By Stevie Kernick, owner emeritus and account manager
What would you do if … a board member consistently missed monthly board calls?
It seems like a no-brainer, right. You have a policy, whether it’s found in the bylaws, P&P Manual or the association’s Operating Rules, which clearly states that “after three unexcused absences from board meetings, the director will be replaced,” or something to that effect. The policy is straightforward, fair and reasonable – everyone agrees on that. However, putting the written policy into an actionable item makes most board members squirmy.
As the chief staff executive, you are more removed from the personal relationship and you might offer to “make the call” since emails to this recalcitrant board member have gone unanswered during previous attempts to make contact and determine the reason for these unexplained absences. Has the board member’s workload gotten out of control? Are there health issues or personal family problems involved? After all, if there are legitimate reasons for these absences, no one really wants to withdraw support from a colleague, a friend.
Even after your best efforts, emails still go unanswered and voicemails are not returned. Finally, after four months of discussion, debate and hand-wringing among board members, the president takes responsibility for a final phone call, followed by written notification. The remaining months of the board member’s term are nullified and a replacement is named.
I ask myself, “What took so long? The policy is clear.” Thinking more deeply about this, I realized that each of my volunteer board members can foresee a situation where they might not be able to fulfill their role as a director and, therefore, see themselves in this individual. This fellow board member is, at the least, a professional colleague and, most likely, has become a friend. Pulling the trigger on someone else is tantamount to pulling the trigger on themselves.
I have worked with boards for more than three decades and can count on one hand the number of times a board member was asked to resign, much less told they have been terminated.
What could I have done to help that board through this difficult process?
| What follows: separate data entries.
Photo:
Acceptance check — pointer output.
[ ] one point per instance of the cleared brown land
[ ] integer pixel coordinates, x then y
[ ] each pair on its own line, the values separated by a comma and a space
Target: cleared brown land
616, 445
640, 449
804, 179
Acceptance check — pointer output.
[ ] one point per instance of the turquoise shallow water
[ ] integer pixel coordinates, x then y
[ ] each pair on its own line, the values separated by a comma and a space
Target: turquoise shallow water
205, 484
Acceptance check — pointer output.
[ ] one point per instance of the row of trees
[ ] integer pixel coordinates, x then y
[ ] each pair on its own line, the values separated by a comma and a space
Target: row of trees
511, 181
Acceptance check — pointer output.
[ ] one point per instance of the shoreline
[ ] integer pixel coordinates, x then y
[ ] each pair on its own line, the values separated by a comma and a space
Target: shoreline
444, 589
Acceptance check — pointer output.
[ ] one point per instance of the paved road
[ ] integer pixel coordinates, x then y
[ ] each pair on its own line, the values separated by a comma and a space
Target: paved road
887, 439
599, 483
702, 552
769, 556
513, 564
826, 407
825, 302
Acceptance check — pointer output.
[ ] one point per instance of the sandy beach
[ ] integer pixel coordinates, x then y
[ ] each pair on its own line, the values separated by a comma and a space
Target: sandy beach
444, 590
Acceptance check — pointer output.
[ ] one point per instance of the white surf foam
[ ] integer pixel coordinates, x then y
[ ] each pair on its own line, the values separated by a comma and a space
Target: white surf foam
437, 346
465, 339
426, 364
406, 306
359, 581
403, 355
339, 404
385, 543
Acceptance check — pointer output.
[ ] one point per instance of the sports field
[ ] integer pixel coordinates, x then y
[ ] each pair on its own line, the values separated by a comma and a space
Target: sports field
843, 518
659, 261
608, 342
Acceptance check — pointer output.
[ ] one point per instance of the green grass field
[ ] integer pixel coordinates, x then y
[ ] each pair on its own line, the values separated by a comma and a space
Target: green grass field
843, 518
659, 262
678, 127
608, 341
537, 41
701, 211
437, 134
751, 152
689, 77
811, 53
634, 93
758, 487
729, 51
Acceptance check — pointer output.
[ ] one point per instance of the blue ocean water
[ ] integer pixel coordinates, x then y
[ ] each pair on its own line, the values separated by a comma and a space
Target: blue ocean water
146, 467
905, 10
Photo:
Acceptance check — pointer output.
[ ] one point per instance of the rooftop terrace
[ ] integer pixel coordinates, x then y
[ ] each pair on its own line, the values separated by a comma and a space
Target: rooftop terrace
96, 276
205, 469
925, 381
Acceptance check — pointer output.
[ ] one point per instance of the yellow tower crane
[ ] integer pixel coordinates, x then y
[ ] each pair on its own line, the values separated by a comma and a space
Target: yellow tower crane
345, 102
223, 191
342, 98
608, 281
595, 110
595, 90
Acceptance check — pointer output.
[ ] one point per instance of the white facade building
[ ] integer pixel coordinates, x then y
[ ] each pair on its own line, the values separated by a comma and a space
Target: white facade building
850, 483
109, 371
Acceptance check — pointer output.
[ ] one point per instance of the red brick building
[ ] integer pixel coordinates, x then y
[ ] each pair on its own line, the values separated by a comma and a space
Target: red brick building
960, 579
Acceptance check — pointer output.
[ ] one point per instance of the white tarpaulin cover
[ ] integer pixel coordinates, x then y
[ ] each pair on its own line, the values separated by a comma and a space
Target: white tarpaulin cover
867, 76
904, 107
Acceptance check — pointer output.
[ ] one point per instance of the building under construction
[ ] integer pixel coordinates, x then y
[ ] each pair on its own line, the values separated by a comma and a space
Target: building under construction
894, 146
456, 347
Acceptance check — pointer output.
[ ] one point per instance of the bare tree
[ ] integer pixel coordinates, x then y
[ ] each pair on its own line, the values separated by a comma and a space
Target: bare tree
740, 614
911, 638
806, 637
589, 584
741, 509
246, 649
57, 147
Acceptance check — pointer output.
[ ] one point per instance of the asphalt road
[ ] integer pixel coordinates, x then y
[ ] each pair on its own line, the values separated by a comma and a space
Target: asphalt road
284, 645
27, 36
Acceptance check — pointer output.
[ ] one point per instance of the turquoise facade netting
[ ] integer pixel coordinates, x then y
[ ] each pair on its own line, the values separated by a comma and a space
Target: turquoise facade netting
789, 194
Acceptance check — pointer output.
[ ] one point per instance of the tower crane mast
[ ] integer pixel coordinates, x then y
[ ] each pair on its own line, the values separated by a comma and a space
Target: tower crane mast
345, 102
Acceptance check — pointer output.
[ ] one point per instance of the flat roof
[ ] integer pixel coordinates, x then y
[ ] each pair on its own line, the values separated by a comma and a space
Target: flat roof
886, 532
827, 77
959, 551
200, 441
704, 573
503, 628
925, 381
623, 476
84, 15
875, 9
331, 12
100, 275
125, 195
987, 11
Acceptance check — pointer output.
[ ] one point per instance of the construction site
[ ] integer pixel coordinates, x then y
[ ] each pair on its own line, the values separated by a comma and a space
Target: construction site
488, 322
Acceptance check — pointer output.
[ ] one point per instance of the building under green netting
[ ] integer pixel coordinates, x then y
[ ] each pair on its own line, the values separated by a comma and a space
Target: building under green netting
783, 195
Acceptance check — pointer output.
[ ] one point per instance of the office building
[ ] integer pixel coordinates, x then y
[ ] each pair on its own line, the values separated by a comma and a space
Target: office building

I could have sounded the alarms earlier, as soon as two consecutive board meetings were missed without explanation. I could have contacted the absent board member sooner to bring the problem to the forefront. A good old-fashioned letter is still a form of communication when emails and voicemails go unreturned. I could have coached my executive board with different methods to use to help the board member recommit.
Despite the lengthy process involved in removing this director from the board, I remain thankful to work with a compassionate and selfless group of people who value the contributions that each member can bring to the board and care about the well-being of their fellow directors while seeking to sustain the continuity of their leadership.